Our paper discusses whether labor could benefit from corporate income tax preference using non-executive employee salary. And we further investigate how ownership and the source of tax preference affect the process of allocation. The empirical results show that corporate income tax preference increases non-executive employees’ salary and this effect exists only in state-owned enterprises. Relation-based tax preference would even decrease employees’ salary in non-state-owned companies mainly because managers with political connection might use the connection as bargaining power in the compensation negotiation with non-executive employees. We conduct instrumental variable analysis（2SLS）and construct a one-year lag in dependent variable to deal with the potential endogeneity problem, and our main results remain the same.

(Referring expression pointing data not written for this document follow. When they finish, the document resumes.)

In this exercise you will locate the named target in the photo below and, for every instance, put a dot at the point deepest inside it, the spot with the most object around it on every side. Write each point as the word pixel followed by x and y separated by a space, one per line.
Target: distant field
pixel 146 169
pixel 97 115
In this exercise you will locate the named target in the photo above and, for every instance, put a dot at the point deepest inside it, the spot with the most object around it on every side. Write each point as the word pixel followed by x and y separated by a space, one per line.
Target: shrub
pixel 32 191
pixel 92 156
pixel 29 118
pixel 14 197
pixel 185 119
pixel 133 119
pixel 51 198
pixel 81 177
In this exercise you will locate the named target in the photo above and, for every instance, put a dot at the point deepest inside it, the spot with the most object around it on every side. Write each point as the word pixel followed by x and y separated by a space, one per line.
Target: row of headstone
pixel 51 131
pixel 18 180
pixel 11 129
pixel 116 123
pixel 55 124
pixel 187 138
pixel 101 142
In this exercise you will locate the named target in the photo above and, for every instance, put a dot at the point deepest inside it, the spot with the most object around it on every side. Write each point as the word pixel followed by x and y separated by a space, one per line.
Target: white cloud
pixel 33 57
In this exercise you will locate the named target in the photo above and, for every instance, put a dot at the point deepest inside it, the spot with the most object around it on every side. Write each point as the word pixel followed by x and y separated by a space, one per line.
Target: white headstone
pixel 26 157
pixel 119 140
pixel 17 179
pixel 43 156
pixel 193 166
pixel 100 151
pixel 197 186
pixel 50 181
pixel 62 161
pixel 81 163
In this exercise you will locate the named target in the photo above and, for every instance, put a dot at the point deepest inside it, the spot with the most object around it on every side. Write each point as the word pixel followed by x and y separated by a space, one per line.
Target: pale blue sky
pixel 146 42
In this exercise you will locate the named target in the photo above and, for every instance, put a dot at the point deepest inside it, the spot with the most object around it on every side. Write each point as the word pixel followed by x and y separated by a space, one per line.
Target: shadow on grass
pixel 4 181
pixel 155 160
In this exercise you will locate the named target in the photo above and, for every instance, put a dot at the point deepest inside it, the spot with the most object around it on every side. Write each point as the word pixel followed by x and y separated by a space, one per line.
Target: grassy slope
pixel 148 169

We further conduct cross-sectional tests to investigate what factors affect tax preference allocation by dividing samples based on manager shareholding, provinces’ GDP per capita, local market competition, and the intensity of tax collection practice. Our results show that non-executive employees benefit less from tax preference in companies with more manager shareholding, higher GDP per capita, fiercer competition, and less intense tax collection practice. In all, our cross-sectional examinations show that managers’ bargaining power play a key role in tax collection allocation.
This paper has the following possible contributions. First, our results prove that the theory of corporate income tax incidence（Harberger, 1962; Feldstein, 1974）is also applicable in China, and we show that ownership and the source of tax preference could affect this process. Second, this paper finds that non-state-owned companies’ managers with political background are less likely to increase non-executive employees’ salary when tax preference is relation-based, which enriches the research on the influencing factors of employee compensation. Third, the results show that reducing tax burden for enterprises could improve the quality of employment, which is in line with the requirements of " improving the institutional mechanism of distribution according to factors” proposed by the 19th National Congress of CPC. However, the fact that ownership and the tax preference source have a significant influence in deciding non-executive employees’ salary is enlightening to policy-makers.